I love teal. And it can be painful.
One of the hardest things I find as a teal devotee is existing in multiple worlds at once. There’s the world of teal, where I’m drawn to soulfulness, wholeness, shared power and evolving purpose.
And there are the worlds of orange and green thinking, where some of my clients live. These folks are focused on achievement, on winning. They talk about diversity, equity and inclusion–often for the sake of a better bottom line.
To make a living, I straddle these different worldviews. And sometimes it seems like the worlds drift too far apart. I feel like I’m doing the splits a little too intensely.
A recent ouchy experience had to do with drafting a presentation for a client. For one slide, I chose a set of mason jars with increasing numbers of coins to convey the concept of improving business performance. Next to that image, I put a photo of a smiling, content customer–an actual customer of the client.
I felt pretty good about the slide. But my client didn’t.
The images were “tired”–not modern or exciting enough, in his view.
At first I chafed against his criticism.
And in this moment, the gap between worlds felt painfully wide. Part of me wanted to step off the orange-green side altogether.
But then I took some deep breaths. And I realized I could make this stretch work.
I realized I was being unkind with the jazz-hands jab. And color-blind. Unconsciousness about consciousness levels.
Of course low-key, quiet images would not be a great fit for leaders in an orange-green, performance-focused organization.
It also struck me that my irritation and judgy-ness ran counter to one of the defining features of a teal worldview: honoring other worldviews rather than feeling superior to them. After all, integral human development theory argues that a teal mindset incorporates each of the mindsets leading up to it.
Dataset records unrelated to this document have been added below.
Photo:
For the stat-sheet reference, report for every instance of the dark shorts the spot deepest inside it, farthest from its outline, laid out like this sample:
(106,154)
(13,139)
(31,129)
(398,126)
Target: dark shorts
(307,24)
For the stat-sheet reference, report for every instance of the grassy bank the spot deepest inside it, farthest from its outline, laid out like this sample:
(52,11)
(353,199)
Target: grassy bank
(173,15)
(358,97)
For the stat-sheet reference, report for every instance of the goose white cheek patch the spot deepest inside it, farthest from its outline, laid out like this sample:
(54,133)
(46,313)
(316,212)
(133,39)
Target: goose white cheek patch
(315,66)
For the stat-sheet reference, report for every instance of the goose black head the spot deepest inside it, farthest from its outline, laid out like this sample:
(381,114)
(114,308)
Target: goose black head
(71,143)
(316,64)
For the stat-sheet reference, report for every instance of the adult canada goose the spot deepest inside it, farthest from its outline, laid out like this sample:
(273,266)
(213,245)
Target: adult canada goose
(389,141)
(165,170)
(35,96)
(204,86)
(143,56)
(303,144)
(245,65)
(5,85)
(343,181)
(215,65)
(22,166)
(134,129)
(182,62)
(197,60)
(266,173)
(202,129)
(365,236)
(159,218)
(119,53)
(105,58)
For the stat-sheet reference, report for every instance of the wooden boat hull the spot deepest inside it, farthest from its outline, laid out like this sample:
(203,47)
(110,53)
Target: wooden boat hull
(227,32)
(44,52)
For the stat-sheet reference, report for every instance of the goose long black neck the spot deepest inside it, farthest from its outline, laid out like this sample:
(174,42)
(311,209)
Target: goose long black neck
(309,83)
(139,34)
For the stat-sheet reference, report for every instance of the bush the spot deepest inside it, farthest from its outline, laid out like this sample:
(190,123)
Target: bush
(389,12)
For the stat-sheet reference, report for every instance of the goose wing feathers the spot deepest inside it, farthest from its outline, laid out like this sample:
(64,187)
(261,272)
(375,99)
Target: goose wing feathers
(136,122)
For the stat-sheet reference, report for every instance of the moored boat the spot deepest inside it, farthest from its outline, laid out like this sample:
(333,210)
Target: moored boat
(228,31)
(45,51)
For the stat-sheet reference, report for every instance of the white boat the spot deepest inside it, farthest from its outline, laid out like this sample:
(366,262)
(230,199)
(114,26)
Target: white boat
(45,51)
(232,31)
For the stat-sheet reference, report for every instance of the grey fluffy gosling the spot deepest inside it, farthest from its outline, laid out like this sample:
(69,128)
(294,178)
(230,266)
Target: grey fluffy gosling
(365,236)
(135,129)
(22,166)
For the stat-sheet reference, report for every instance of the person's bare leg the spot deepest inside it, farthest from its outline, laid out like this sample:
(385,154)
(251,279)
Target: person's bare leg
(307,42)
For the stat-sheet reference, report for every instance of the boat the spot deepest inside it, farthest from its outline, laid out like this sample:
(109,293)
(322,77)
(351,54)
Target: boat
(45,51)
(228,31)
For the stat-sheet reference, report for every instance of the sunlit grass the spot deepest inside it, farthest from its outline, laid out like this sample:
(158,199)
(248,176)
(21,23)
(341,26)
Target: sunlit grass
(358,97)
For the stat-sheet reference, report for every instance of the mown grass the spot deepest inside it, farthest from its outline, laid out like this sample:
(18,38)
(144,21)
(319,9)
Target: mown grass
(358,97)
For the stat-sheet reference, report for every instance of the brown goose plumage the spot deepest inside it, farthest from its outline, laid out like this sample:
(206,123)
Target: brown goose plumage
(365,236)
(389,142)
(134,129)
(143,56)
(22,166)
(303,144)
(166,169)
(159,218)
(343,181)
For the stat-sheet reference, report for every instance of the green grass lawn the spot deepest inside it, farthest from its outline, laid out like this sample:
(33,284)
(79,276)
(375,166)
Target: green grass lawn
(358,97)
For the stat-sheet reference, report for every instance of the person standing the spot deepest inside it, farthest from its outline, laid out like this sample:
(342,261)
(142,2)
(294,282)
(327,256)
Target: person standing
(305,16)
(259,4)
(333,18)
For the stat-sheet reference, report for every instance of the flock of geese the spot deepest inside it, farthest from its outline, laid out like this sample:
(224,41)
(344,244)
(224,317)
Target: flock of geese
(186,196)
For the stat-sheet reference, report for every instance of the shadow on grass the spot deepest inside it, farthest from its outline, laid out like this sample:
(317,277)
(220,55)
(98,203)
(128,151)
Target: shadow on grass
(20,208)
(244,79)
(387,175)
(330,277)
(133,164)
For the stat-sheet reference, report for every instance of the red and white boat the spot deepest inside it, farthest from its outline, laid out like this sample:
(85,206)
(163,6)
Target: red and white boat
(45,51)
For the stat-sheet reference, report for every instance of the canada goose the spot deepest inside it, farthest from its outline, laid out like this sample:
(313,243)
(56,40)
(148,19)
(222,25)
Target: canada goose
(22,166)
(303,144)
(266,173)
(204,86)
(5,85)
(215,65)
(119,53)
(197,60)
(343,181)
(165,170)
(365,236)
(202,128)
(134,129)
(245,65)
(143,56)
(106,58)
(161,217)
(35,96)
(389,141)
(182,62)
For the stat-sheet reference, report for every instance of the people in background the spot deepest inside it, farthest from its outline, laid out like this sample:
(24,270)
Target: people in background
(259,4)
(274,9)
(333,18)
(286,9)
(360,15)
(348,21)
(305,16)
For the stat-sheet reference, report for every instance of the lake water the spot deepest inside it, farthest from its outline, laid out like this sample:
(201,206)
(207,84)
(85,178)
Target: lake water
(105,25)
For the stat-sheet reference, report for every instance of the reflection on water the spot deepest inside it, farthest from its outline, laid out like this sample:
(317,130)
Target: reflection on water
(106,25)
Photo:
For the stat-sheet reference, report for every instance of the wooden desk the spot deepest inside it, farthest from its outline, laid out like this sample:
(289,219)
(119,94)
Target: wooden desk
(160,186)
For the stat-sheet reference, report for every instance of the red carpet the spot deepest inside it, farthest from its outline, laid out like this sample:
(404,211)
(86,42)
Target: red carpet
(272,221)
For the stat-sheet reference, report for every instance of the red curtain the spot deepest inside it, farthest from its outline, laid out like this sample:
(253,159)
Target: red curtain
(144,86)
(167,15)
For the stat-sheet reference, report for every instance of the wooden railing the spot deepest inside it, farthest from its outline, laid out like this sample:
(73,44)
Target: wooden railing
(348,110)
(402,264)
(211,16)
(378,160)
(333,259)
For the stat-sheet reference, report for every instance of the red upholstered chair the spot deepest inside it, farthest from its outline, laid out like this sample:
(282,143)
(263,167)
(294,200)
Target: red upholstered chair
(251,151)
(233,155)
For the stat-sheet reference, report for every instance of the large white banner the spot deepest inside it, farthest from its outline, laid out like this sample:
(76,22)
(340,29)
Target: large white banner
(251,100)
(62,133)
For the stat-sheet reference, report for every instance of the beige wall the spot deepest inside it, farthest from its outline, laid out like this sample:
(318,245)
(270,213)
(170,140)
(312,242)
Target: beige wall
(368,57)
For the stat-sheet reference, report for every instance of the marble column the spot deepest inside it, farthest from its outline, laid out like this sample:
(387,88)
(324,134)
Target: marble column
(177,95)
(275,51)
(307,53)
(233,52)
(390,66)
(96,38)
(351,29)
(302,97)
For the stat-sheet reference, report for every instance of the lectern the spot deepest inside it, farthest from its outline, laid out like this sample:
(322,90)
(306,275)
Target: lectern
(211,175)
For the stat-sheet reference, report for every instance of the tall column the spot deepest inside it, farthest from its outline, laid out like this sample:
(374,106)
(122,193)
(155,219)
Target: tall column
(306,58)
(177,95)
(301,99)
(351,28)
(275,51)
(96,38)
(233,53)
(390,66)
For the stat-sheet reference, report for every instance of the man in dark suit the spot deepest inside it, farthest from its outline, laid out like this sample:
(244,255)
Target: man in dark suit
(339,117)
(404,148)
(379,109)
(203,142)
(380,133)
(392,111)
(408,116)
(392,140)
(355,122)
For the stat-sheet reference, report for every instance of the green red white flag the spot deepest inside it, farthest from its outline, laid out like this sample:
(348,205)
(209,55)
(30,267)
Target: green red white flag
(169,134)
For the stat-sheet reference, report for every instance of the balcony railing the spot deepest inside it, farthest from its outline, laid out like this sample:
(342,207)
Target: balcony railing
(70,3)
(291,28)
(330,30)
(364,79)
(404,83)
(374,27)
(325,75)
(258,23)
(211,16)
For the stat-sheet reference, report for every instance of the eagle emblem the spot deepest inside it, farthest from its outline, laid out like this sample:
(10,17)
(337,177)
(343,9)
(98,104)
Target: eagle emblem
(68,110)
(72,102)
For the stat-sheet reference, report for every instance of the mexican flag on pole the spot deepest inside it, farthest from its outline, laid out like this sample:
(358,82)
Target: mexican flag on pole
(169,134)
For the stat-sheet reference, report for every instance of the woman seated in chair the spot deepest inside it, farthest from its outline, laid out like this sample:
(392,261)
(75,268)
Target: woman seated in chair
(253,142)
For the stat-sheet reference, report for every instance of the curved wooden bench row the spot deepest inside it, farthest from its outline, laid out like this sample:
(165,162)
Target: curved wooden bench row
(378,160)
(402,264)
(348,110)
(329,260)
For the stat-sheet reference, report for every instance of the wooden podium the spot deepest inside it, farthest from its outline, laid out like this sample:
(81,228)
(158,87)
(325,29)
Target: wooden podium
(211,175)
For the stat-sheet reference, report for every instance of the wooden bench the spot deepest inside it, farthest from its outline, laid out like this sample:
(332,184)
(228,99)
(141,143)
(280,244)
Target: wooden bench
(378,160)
And truly, I respect and admire the client seeking a more dynamic slide deck. He is helping his organization move from a largely shareholder mindset to a more stakeholder mindset. He’s helping his organization elevate its consciousness.
Supporting him, in other words, is a great opportunity for me as a teal advocate.
So I’m working on reframing the strain I experience at times working with non-tealies. Can I look at it as something other than straddling worlds that can feel painfully far apart? What about seeing this work as reaching down to lower levels on a grand spiral of awareness? As helping those in amber or orange or green progress up the circular ramp?
Can I recognize and respect challenges that folks operating in orange and green wrestle with, even as I try to nudge their thinking toward a more global, holistic perspective?
Can I see the discomfort I sometimes feel as part of wider work to “hospice the old and midwife the new,” as a number of writers have put it?
“Hospicing” and “midwifing” generally involve pain. But they result in the sacred, miraculous events of death and birth. And what is more pressing today than ending the era of mechanistic, earth-destroying institutions and nurturing a new age of soulful, life-giving organizations?
Put another way, with so much at stake, what’s a little discomfort to me when working with orange-green clients? I can tame my ego and absorb the occasional blows to it. I can roll with the occasional rework I must do.
I can learn to love the tealy tension of living in multiple worlds at once.